When scraping with Cheerio, you often encounter relative URLs in the HTML content. Relative URLs are URLs that are not complete paths to the resources on the web, but rather paths that are relative to the current page's URL.
To handle relative URLs when using Cheerio, you can use the url.resolve()
method from Node.js's built-in url
module, or construct absolute URLs manually by combining the base URL of the website with the relative path.
Here's a detailed example of how to handle relative URLs using Cheerio in Node.js:
First, you need to install cheerio
and axios
(or any other HTTP request library) via npm:
npm install cheerio axios
Then, you can use the following code snippet to scrape content and handle relative URLs:
const cheerio = require('cheerio');
const axios = require('axios');
const url = require('url');
// The base URL of the page you are scraping
const BASE_URL = 'https://example.com';
// Function to convert a relative URL to an absolute URL
const toAbsoluteUrl = (relativeUrl, baseUrl) => {
return url.resolve(baseUrl, relativeUrl);
};
// Function to scrape the website
const scrapeWebsite = async (baseUrl) => {
try {
// Fetch the content of the page
const response = await axios.get(baseUrl);
const html = response.data;
// Load the HTML content into Cheerio
const $ = cheerio.load(html);
// Find all the links with relative URLs
$('a').each((index, element) => {
let href = $(element).attr('href');
// Check if the URL is relative
if (href && !href.startsWith('http://') && !href.startsWith('https://')) {
// Convert the relative URL to an absolute URL
href = toAbsoluteUrl(href, baseUrl);
console.log(href); // Log the absolute URL
}
});
} catch (error) {
console.error(`Error: ${error.message}`);
}
};
// Call the function with the base URL
scrapeWebsite(BASE_URL);
In the above code, toAbsoluteUrl()
is a helper function that takes a relative URL and a base URL and uses url.resolve()

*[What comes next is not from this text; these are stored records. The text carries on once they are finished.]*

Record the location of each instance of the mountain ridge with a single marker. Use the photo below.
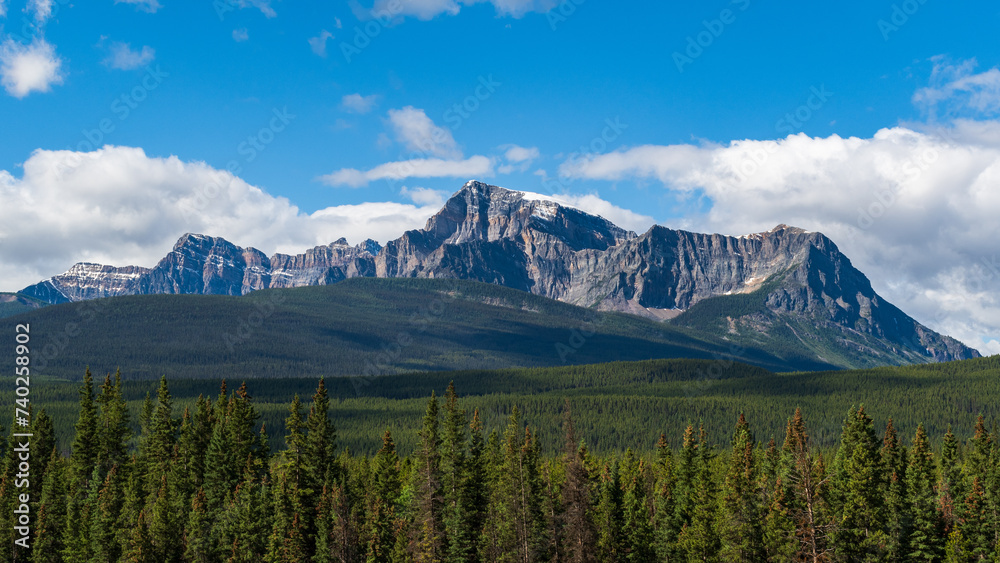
(528, 242)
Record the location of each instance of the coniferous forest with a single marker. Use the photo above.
(204, 486)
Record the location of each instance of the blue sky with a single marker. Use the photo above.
(312, 105)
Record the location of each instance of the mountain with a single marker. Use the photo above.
(361, 326)
(15, 303)
(783, 289)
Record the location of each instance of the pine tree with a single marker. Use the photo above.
(198, 546)
(140, 547)
(858, 492)
(578, 534)
(925, 536)
(637, 530)
(320, 447)
(51, 522)
(428, 542)
(476, 487)
(974, 526)
(700, 540)
(951, 488)
(608, 515)
(382, 497)
(336, 537)
(665, 520)
(85, 443)
(896, 499)
(159, 448)
(454, 476)
(741, 515)
(106, 513)
(114, 432)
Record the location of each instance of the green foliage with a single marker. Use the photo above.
(462, 497)
(361, 326)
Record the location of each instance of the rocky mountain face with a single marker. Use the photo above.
(200, 264)
(491, 234)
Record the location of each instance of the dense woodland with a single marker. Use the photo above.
(204, 485)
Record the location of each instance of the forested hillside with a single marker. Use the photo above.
(360, 326)
(618, 405)
(202, 485)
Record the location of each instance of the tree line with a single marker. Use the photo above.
(204, 486)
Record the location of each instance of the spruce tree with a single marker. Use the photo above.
(925, 541)
(103, 541)
(608, 514)
(198, 545)
(700, 539)
(578, 534)
(85, 443)
(896, 499)
(666, 522)
(454, 476)
(951, 488)
(637, 532)
(429, 542)
(114, 432)
(741, 515)
(51, 522)
(858, 492)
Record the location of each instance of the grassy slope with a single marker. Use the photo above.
(615, 405)
(14, 304)
(359, 326)
(745, 319)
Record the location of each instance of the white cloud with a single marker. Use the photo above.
(424, 196)
(593, 204)
(519, 159)
(419, 133)
(119, 206)
(521, 154)
(956, 90)
(318, 43)
(356, 103)
(915, 210)
(150, 6)
(263, 5)
(123, 57)
(41, 8)
(475, 166)
(429, 9)
(29, 68)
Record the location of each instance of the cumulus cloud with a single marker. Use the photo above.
(122, 57)
(419, 133)
(475, 166)
(429, 9)
(593, 204)
(956, 90)
(915, 210)
(42, 9)
(424, 196)
(263, 5)
(318, 43)
(29, 68)
(518, 158)
(119, 206)
(150, 6)
(356, 103)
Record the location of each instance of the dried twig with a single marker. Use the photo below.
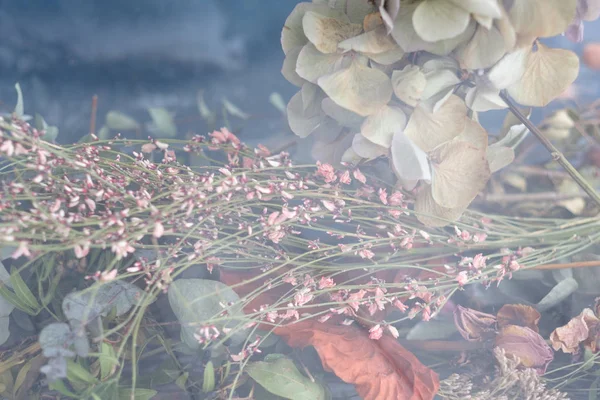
(554, 152)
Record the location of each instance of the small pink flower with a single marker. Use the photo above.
(366, 253)
(393, 331)
(326, 282)
(345, 178)
(462, 278)
(376, 332)
(359, 176)
(22, 250)
(327, 172)
(159, 230)
(479, 261)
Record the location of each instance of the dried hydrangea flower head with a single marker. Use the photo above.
(406, 79)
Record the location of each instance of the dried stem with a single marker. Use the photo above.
(579, 264)
(554, 152)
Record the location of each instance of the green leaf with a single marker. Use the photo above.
(118, 121)
(558, 294)
(19, 108)
(60, 387)
(56, 334)
(164, 125)
(208, 382)
(77, 373)
(22, 291)
(196, 301)
(281, 377)
(140, 394)
(108, 360)
(182, 380)
(96, 301)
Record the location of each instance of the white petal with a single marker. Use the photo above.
(357, 10)
(484, 50)
(358, 88)
(292, 34)
(439, 19)
(302, 122)
(375, 41)
(344, 117)
(409, 84)
(474, 134)
(381, 126)
(408, 160)
(289, 67)
(429, 130)
(312, 64)
(482, 99)
(487, 8)
(439, 81)
(509, 69)
(542, 18)
(549, 72)
(326, 33)
(432, 214)
(367, 149)
(460, 172)
(389, 57)
(405, 35)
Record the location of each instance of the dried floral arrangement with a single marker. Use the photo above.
(142, 277)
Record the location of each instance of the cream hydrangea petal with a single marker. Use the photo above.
(548, 73)
(408, 160)
(289, 67)
(439, 19)
(405, 35)
(375, 41)
(311, 96)
(409, 84)
(481, 98)
(344, 117)
(302, 122)
(487, 8)
(367, 149)
(460, 172)
(484, 50)
(509, 69)
(293, 35)
(474, 134)
(381, 126)
(484, 21)
(429, 130)
(439, 81)
(387, 58)
(357, 10)
(433, 215)
(542, 18)
(350, 157)
(326, 32)
(358, 88)
(312, 64)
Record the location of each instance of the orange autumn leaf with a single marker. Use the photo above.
(379, 369)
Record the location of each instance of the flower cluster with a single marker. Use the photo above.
(406, 82)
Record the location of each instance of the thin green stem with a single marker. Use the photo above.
(556, 154)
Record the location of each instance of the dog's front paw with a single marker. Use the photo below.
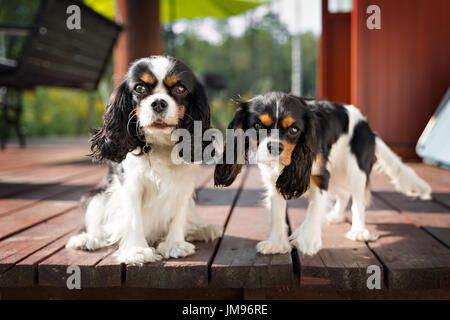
(361, 235)
(85, 241)
(206, 233)
(273, 247)
(139, 255)
(335, 218)
(175, 249)
(308, 241)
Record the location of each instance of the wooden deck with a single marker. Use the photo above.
(39, 191)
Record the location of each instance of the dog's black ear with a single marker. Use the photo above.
(200, 110)
(113, 140)
(225, 174)
(294, 180)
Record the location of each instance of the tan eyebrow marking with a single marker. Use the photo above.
(181, 111)
(266, 119)
(148, 78)
(287, 121)
(171, 80)
(316, 180)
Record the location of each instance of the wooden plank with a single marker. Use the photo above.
(43, 210)
(428, 214)
(53, 270)
(214, 205)
(34, 245)
(341, 263)
(237, 263)
(412, 259)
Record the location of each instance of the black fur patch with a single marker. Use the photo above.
(363, 146)
(332, 122)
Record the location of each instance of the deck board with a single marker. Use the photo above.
(340, 264)
(431, 215)
(237, 263)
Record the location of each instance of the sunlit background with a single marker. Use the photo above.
(252, 52)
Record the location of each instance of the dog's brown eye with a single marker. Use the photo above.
(293, 131)
(179, 89)
(140, 88)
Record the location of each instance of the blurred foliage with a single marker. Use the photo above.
(104, 7)
(19, 12)
(256, 62)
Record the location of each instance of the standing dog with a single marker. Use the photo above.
(322, 148)
(148, 199)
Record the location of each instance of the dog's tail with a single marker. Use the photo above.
(402, 177)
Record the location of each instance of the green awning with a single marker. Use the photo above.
(172, 10)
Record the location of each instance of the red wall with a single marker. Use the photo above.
(398, 74)
(334, 57)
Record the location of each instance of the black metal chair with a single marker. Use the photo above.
(47, 53)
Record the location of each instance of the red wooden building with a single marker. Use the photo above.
(395, 75)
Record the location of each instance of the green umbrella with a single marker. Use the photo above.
(172, 10)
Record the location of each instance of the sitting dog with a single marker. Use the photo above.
(148, 199)
(322, 148)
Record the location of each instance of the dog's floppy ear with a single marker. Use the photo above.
(295, 178)
(113, 140)
(225, 174)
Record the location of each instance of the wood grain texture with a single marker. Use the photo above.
(53, 270)
(237, 264)
(340, 264)
(413, 259)
(431, 215)
(49, 191)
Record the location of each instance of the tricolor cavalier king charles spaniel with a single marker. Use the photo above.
(148, 200)
(324, 149)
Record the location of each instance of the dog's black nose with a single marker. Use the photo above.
(159, 105)
(275, 148)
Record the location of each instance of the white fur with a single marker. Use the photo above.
(346, 180)
(153, 205)
(402, 177)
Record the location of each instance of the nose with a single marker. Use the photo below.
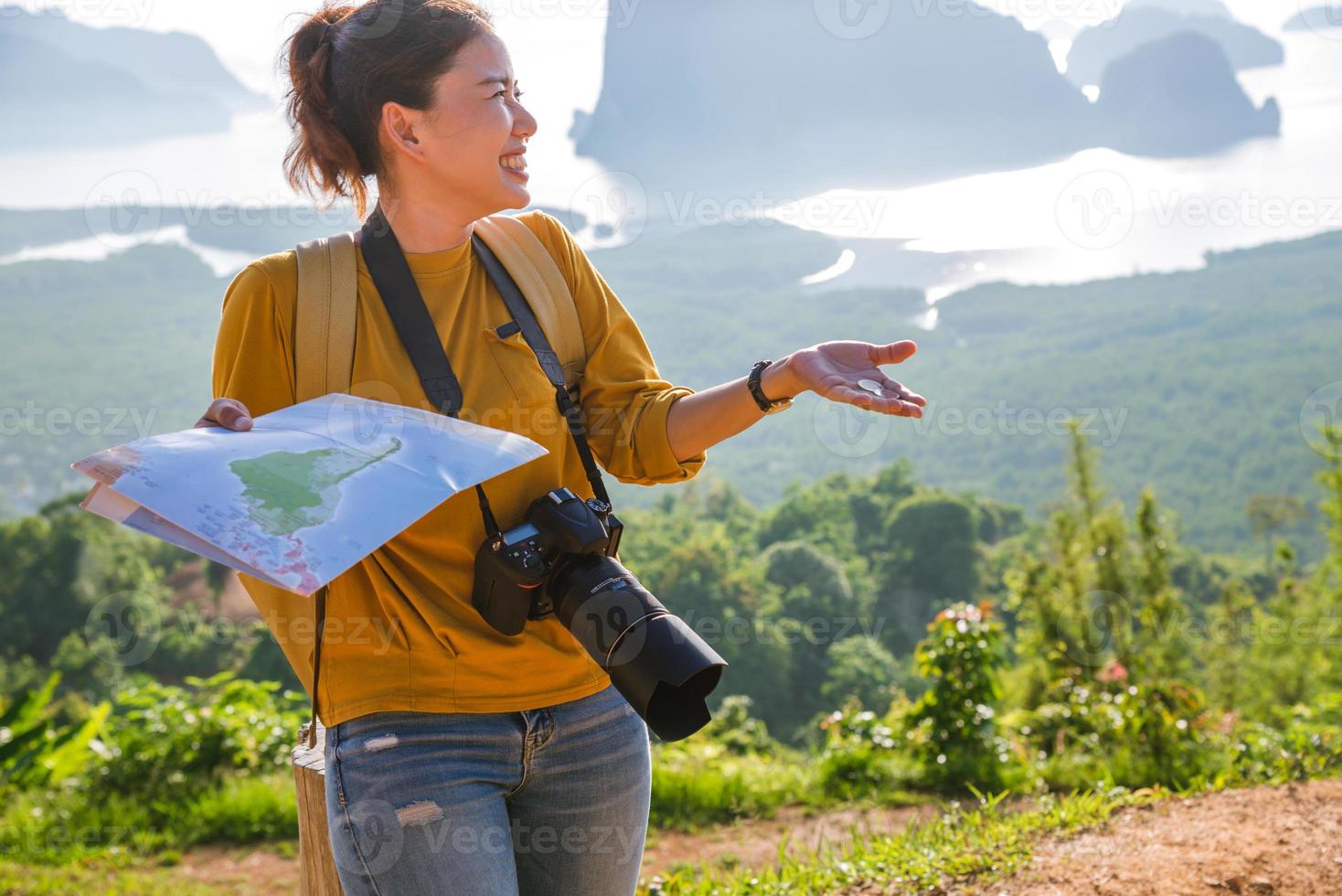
(524, 123)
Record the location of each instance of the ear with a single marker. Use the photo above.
(398, 128)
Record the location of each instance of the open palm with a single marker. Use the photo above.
(834, 370)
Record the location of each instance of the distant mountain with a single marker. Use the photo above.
(701, 92)
(1315, 19)
(1178, 97)
(172, 63)
(48, 98)
(1095, 48)
(757, 100)
(1189, 381)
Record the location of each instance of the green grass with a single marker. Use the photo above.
(985, 841)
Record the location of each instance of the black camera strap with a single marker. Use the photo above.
(413, 325)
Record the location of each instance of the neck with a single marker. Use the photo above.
(426, 224)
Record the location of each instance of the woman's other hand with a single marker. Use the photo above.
(835, 369)
(227, 413)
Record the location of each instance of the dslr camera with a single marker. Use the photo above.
(561, 560)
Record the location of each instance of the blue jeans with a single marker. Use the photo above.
(541, 801)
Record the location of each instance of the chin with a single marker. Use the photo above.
(516, 196)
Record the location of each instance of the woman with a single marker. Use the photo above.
(456, 758)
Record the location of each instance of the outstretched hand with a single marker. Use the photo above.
(835, 370)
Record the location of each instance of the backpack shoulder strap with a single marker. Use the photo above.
(544, 286)
(324, 327)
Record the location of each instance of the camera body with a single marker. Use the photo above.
(559, 560)
(512, 571)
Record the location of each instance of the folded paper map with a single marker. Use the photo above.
(306, 493)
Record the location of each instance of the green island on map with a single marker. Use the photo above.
(287, 490)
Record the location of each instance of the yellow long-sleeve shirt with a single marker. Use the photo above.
(400, 628)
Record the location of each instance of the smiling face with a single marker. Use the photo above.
(467, 151)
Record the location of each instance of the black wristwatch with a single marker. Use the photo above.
(765, 404)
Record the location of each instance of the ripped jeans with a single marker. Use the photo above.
(541, 801)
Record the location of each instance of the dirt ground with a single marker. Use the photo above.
(1258, 841)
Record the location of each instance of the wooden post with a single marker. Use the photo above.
(317, 864)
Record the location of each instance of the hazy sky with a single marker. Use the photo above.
(559, 40)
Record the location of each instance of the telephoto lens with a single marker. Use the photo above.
(660, 666)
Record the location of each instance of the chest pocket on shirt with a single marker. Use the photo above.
(527, 404)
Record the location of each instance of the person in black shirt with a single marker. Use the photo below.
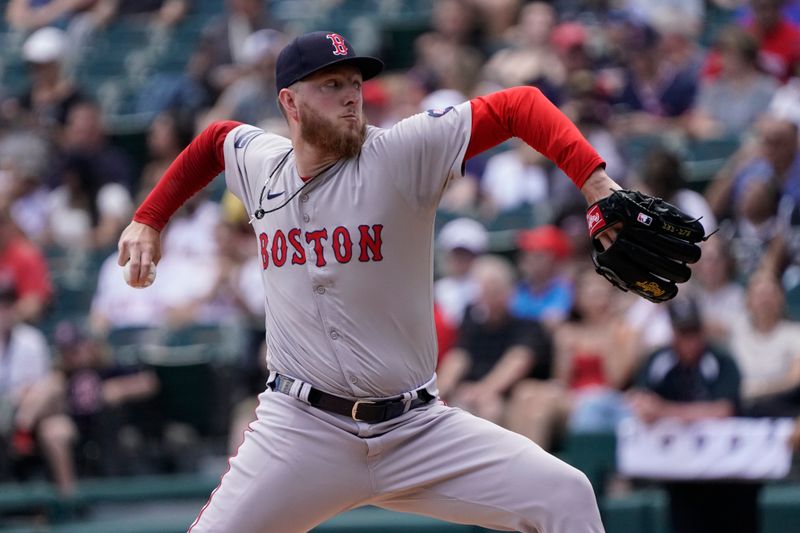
(691, 380)
(494, 349)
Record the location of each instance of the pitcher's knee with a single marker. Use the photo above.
(579, 488)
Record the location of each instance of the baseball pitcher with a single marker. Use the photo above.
(343, 215)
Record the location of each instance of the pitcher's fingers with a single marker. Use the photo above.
(144, 267)
(124, 254)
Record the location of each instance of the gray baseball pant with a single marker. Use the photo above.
(299, 466)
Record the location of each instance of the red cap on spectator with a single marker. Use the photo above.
(545, 239)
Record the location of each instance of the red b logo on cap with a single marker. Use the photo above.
(339, 46)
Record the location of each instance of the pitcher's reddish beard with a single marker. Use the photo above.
(335, 140)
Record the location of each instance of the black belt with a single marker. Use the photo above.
(368, 411)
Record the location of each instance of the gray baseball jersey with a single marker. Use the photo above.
(347, 263)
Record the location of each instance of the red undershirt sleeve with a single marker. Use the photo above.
(193, 169)
(526, 113)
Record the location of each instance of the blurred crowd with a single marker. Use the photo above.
(530, 337)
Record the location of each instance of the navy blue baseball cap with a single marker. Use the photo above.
(316, 50)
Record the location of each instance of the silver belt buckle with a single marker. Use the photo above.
(354, 412)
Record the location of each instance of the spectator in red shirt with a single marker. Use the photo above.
(23, 265)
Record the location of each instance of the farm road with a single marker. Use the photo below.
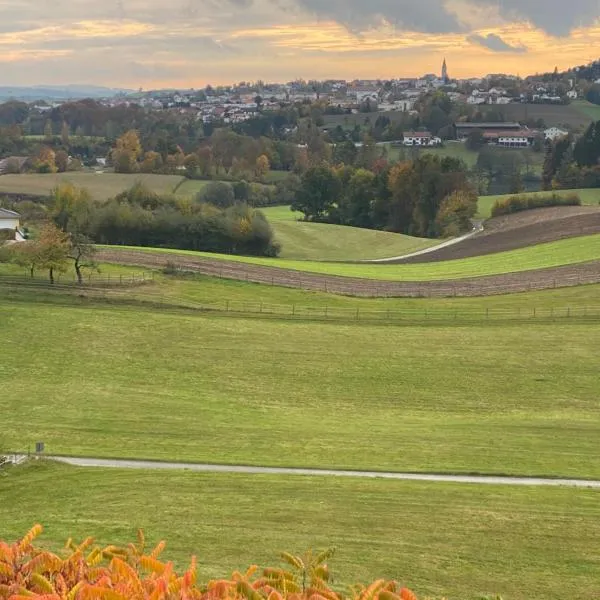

to create an absolute URL. This function is then used to iterate over all anchor elements in the page and convert their href
attributes to absolute URLs if they are relative.
Please note that when building a web scraper, you should always check the website's robots.txt
file and Terms of Service to ensure that you are allowed to scrape their content and that you comply with their usage policies. Additionally, it is good practice to respect the website's servers by not sending too many requests in a short period of time.